There’s a through-provoking essay and discussion going on about how we write women in fiction and how we view women in our real world over on aidanmoher.com. The comments are all worth reading. My own is on page 3. If you get that far, the rest of this post will be a rerun.
I consider myself a feminist. But I struggle. The feminist I am lives in a world where our definitions of heroism, strength, and courage are often defined by a male-oriented world.
I often struggle with this masculine filter that obscures our view of our world. To write strong heroines, we often give them guns. We put them in armies. We make them fight. We give them a “male” role. We make them single and childless and tattooed and badass.
In real life, we often gain respect by joining the boys. We shove our way into their No-Girls-Allowed fort and we demand equality. And in doing so, we’re declaring our roles to be worthless.

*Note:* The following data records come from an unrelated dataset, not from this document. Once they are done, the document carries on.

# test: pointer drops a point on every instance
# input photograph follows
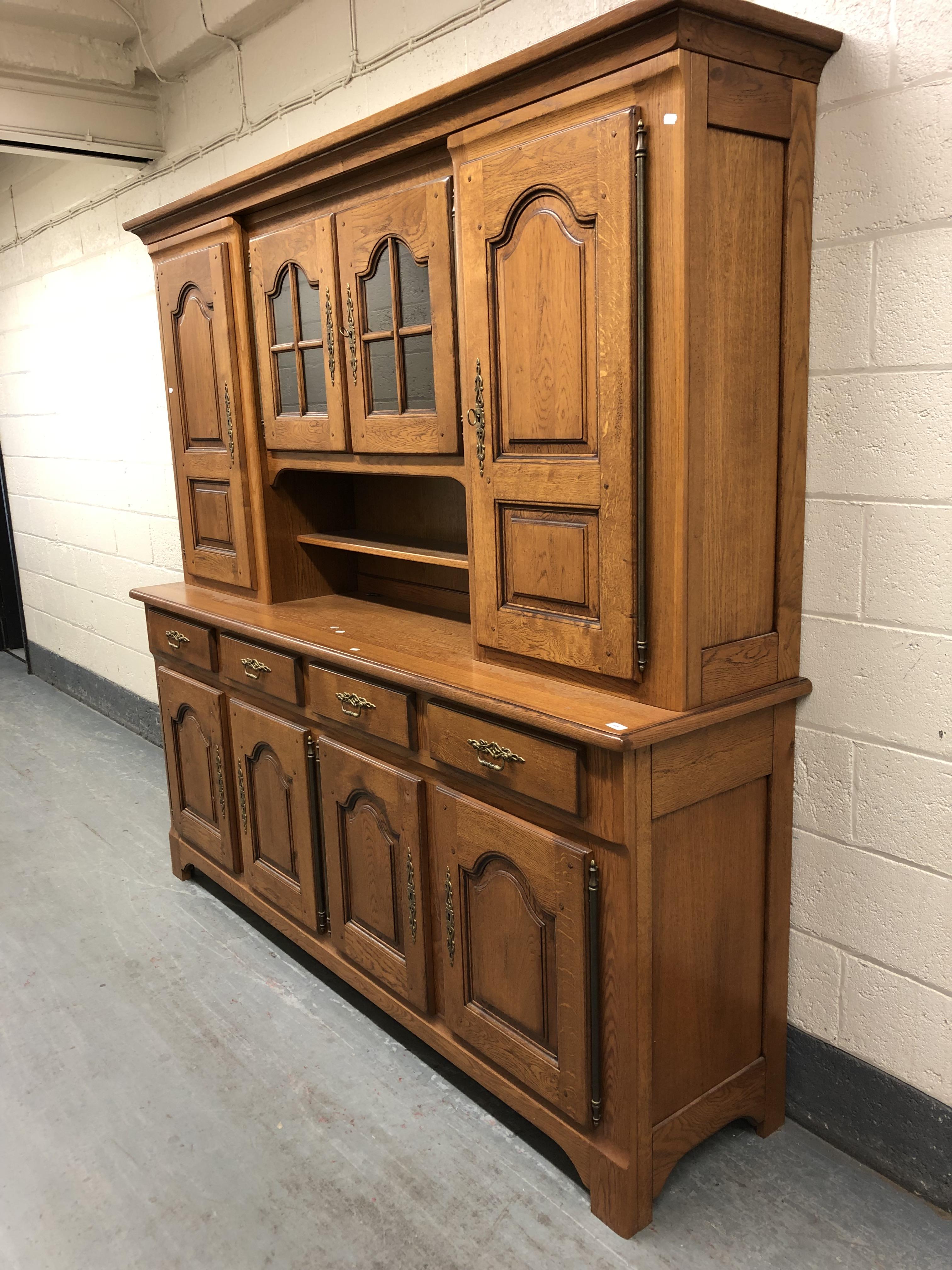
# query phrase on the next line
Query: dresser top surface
(433, 653)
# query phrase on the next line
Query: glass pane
(382, 375)
(284, 317)
(287, 381)
(310, 303)
(418, 368)
(414, 289)
(376, 290)
(315, 388)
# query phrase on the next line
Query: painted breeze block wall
(84, 435)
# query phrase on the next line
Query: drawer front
(263, 668)
(545, 770)
(365, 707)
(174, 637)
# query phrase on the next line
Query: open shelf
(421, 553)
(369, 465)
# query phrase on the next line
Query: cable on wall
(246, 126)
(357, 69)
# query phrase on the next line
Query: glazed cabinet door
(276, 779)
(197, 761)
(398, 295)
(205, 412)
(545, 237)
(514, 948)
(298, 313)
(376, 877)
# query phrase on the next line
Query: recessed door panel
(550, 561)
(197, 763)
(376, 876)
(514, 947)
(195, 348)
(277, 817)
(545, 211)
(206, 413)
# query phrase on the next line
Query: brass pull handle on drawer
(498, 755)
(351, 699)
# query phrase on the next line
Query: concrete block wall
(84, 433)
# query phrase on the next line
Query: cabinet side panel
(744, 252)
(709, 863)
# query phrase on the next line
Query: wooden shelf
(367, 465)
(423, 553)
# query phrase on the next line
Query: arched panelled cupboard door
(545, 215)
(206, 412)
(398, 308)
(279, 831)
(300, 346)
(197, 761)
(514, 939)
(376, 869)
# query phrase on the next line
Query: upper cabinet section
(546, 201)
(298, 315)
(196, 305)
(398, 322)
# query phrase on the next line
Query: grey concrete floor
(178, 1089)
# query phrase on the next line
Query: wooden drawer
(174, 637)
(540, 769)
(263, 668)
(365, 707)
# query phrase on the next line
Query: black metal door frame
(13, 628)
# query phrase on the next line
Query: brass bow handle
(498, 755)
(351, 699)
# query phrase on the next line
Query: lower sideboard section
(621, 996)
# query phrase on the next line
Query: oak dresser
(489, 420)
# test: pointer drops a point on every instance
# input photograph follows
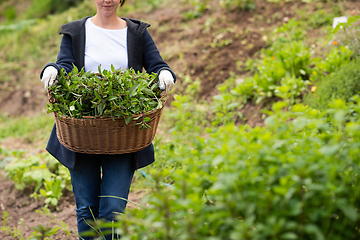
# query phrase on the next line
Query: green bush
(297, 178)
(342, 84)
(42, 8)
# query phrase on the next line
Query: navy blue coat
(142, 54)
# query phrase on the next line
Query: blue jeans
(96, 175)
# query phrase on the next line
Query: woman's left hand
(166, 80)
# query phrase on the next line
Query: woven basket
(106, 136)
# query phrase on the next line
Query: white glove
(49, 76)
(166, 80)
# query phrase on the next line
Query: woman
(104, 39)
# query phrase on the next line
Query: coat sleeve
(65, 58)
(153, 61)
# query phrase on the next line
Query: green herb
(115, 93)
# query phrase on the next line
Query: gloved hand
(49, 76)
(166, 80)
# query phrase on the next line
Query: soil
(209, 51)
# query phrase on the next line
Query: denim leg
(86, 182)
(118, 172)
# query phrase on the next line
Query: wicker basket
(106, 136)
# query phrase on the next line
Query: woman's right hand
(49, 76)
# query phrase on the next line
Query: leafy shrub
(40, 173)
(342, 84)
(42, 8)
(334, 60)
(114, 93)
(297, 178)
(348, 34)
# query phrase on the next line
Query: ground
(210, 51)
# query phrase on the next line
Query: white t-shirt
(105, 47)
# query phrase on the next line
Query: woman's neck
(109, 22)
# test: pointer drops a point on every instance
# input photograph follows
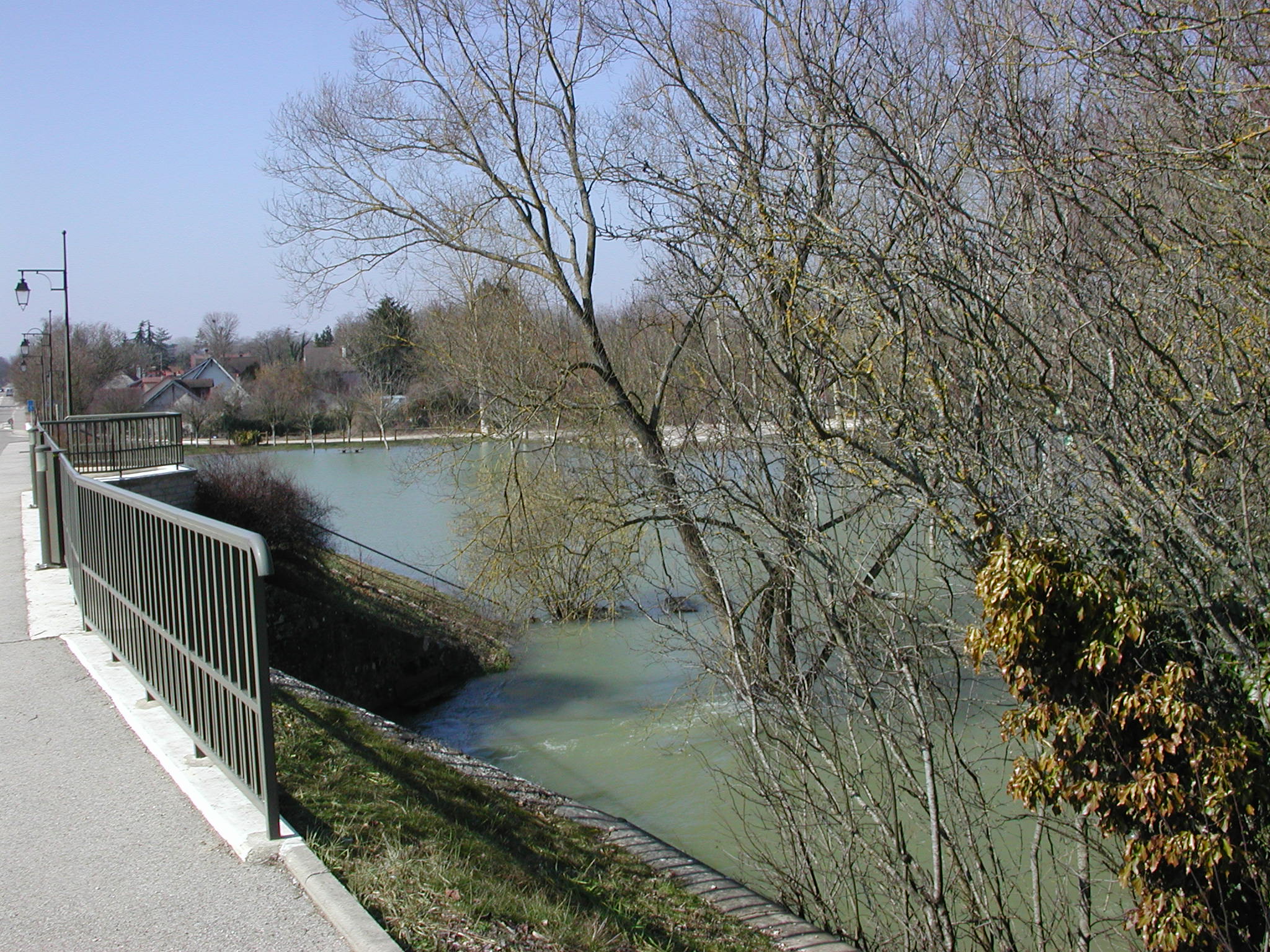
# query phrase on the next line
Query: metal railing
(179, 599)
(109, 443)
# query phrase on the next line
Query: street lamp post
(23, 294)
(46, 364)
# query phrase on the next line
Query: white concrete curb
(51, 612)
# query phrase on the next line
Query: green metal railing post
(54, 495)
(178, 598)
(46, 527)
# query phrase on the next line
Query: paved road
(98, 848)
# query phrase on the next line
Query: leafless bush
(248, 491)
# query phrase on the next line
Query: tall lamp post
(23, 294)
(46, 367)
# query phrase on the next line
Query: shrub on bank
(248, 491)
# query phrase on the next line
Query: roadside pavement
(98, 847)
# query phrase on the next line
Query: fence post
(54, 496)
(40, 455)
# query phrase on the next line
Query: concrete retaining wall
(174, 487)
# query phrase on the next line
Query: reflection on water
(598, 712)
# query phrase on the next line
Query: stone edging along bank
(729, 896)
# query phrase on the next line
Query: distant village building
(196, 384)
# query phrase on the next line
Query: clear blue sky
(138, 126)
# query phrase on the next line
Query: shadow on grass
(338, 771)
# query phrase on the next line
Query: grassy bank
(374, 638)
(447, 863)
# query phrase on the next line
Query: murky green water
(598, 711)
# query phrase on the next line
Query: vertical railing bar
(178, 598)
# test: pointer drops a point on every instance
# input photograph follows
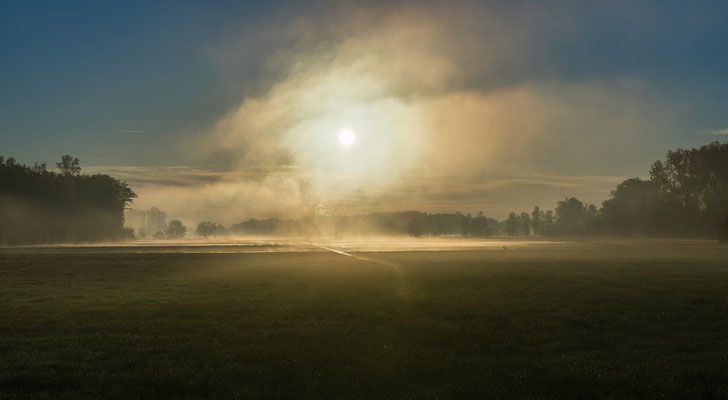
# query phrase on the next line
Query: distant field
(587, 319)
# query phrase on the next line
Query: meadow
(582, 319)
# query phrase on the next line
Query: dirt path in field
(403, 289)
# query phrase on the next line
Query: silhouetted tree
(176, 230)
(536, 219)
(512, 224)
(69, 166)
(723, 233)
(41, 206)
(633, 207)
(156, 220)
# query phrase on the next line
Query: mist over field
(410, 199)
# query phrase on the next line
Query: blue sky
(145, 84)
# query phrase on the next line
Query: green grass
(587, 320)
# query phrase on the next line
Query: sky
(232, 110)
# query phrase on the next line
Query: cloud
(716, 132)
(452, 109)
(228, 197)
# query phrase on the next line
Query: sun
(346, 137)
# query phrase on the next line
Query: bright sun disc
(346, 137)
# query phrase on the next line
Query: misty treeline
(686, 196)
(38, 205)
(153, 224)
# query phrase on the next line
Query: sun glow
(346, 137)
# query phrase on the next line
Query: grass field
(590, 319)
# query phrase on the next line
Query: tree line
(686, 195)
(38, 205)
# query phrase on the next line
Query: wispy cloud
(716, 132)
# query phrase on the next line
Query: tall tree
(69, 166)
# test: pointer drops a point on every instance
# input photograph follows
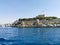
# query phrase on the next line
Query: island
(38, 21)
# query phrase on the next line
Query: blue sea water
(29, 36)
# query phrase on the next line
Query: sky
(11, 10)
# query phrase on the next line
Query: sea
(29, 36)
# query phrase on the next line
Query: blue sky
(11, 10)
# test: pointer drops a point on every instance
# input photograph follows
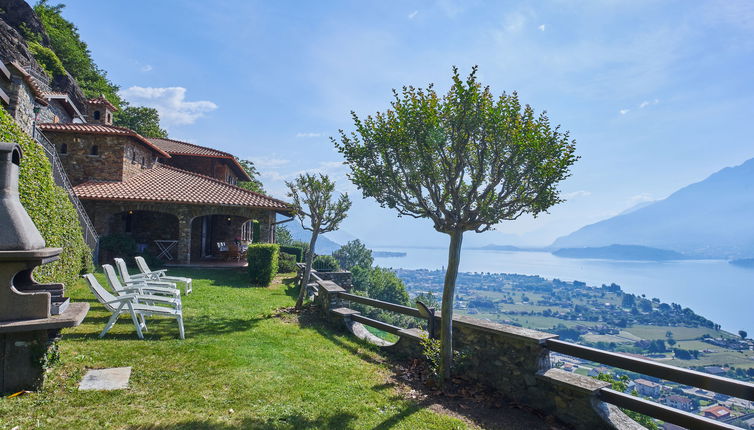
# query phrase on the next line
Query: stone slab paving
(115, 378)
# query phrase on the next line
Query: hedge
(263, 262)
(287, 263)
(296, 251)
(325, 263)
(49, 208)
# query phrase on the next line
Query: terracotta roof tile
(172, 185)
(110, 130)
(101, 100)
(36, 89)
(177, 147)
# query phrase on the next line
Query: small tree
(353, 253)
(313, 200)
(466, 161)
(143, 120)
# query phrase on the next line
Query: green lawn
(241, 366)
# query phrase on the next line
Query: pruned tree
(255, 184)
(354, 253)
(313, 200)
(466, 161)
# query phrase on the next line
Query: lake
(715, 289)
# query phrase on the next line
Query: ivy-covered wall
(49, 208)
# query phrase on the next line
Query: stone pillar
(183, 249)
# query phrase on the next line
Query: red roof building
(716, 412)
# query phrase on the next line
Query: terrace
(243, 364)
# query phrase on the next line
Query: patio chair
(139, 278)
(131, 304)
(140, 288)
(159, 275)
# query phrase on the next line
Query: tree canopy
(143, 120)
(354, 253)
(466, 161)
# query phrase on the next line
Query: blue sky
(657, 94)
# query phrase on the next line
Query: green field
(242, 366)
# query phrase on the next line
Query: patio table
(166, 246)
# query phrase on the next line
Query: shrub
(117, 245)
(325, 263)
(47, 59)
(296, 251)
(263, 262)
(49, 207)
(287, 263)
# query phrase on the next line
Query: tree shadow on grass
(197, 326)
(336, 421)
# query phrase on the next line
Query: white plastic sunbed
(159, 275)
(140, 288)
(132, 304)
(139, 278)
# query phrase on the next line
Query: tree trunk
(307, 270)
(448, 296)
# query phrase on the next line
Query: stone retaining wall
(511, 360)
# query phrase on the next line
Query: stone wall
(513, 361)
(136, 158)
(208, 166)
(78, 161)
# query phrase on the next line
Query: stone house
(680, 402)
(716, 412)
(176, 199)
(647, 388)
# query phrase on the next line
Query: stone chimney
(100, 111)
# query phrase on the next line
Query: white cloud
(514, 22)
(268, 162)
(575, 194)
(170, 102)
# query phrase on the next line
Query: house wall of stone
(54, 112)
(78, 162)
(136, 158)
(101, 212)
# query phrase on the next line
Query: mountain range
(713, 218)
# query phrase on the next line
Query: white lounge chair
(132, 304)
(159, 275)
(139, 278)
(140, 288)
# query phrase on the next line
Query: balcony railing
(731, 387)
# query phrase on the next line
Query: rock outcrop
(17, 18)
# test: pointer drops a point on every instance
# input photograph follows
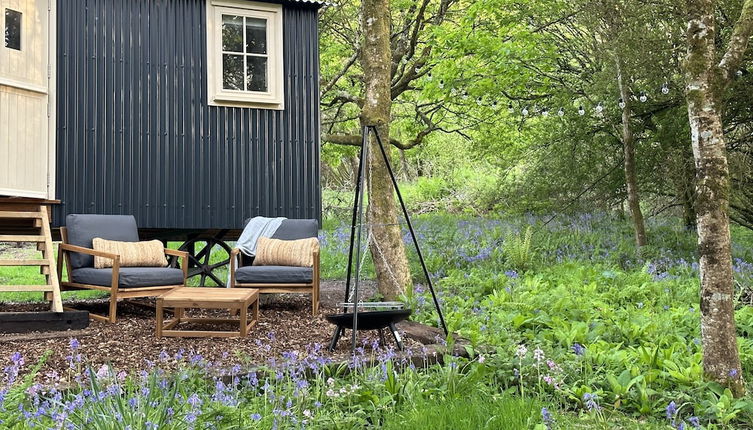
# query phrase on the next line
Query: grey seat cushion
(274, 275)
(129, 277)
(83, 228)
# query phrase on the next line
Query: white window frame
(273, 98)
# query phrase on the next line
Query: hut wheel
(207, 257)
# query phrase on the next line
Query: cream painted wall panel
(25, 144)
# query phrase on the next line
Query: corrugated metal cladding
(135, 134)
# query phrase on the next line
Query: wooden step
(14, 214)
(24, 263)
(21, 238)
(25, 288)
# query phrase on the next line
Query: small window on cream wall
(244, 54)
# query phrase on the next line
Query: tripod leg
(335, 338)
(396, 335)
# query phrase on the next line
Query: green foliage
(519, 252)
(478, 411)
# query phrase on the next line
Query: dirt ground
(286, 324)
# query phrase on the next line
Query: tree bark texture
(631, 178)
(386, 246)
(705, 84)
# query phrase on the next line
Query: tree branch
(342, 72)
(738, 42)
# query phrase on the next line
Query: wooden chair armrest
(81, 250)
(176, 253)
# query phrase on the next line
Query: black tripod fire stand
(386, 314)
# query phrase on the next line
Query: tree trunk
(631, 178)
(705, 83)
(687, 189)
(387, 247)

Our playhouse to be inferior.
I want the boys longing to get into our playhouse. And not for the stereotypical reason, for the lazy writing reason–to get into our pants. I want them hungry to join us. To be like us. I want motherhood and teaching and nursing to be as valued as being a soldier.
Can you think of any highly-respected traditional female role that men fight their way for the privilege of taking on? I’ve tried, and I can’t think of any and I know I must be overlooking something. Because if nothing exists, that just isn’t right.
Our definition of heroism lives in a man’s world. How do we overcome that without undermining the value of our own roles?
I don’t think we will ever know the answer to this until men and women are truly equal, and women are respected as women–not as women who have become more like men. But if, or when, that happens, this question will be irrelevant.
Have you seen Joss Whedon’s Equality Now speech? It’s good.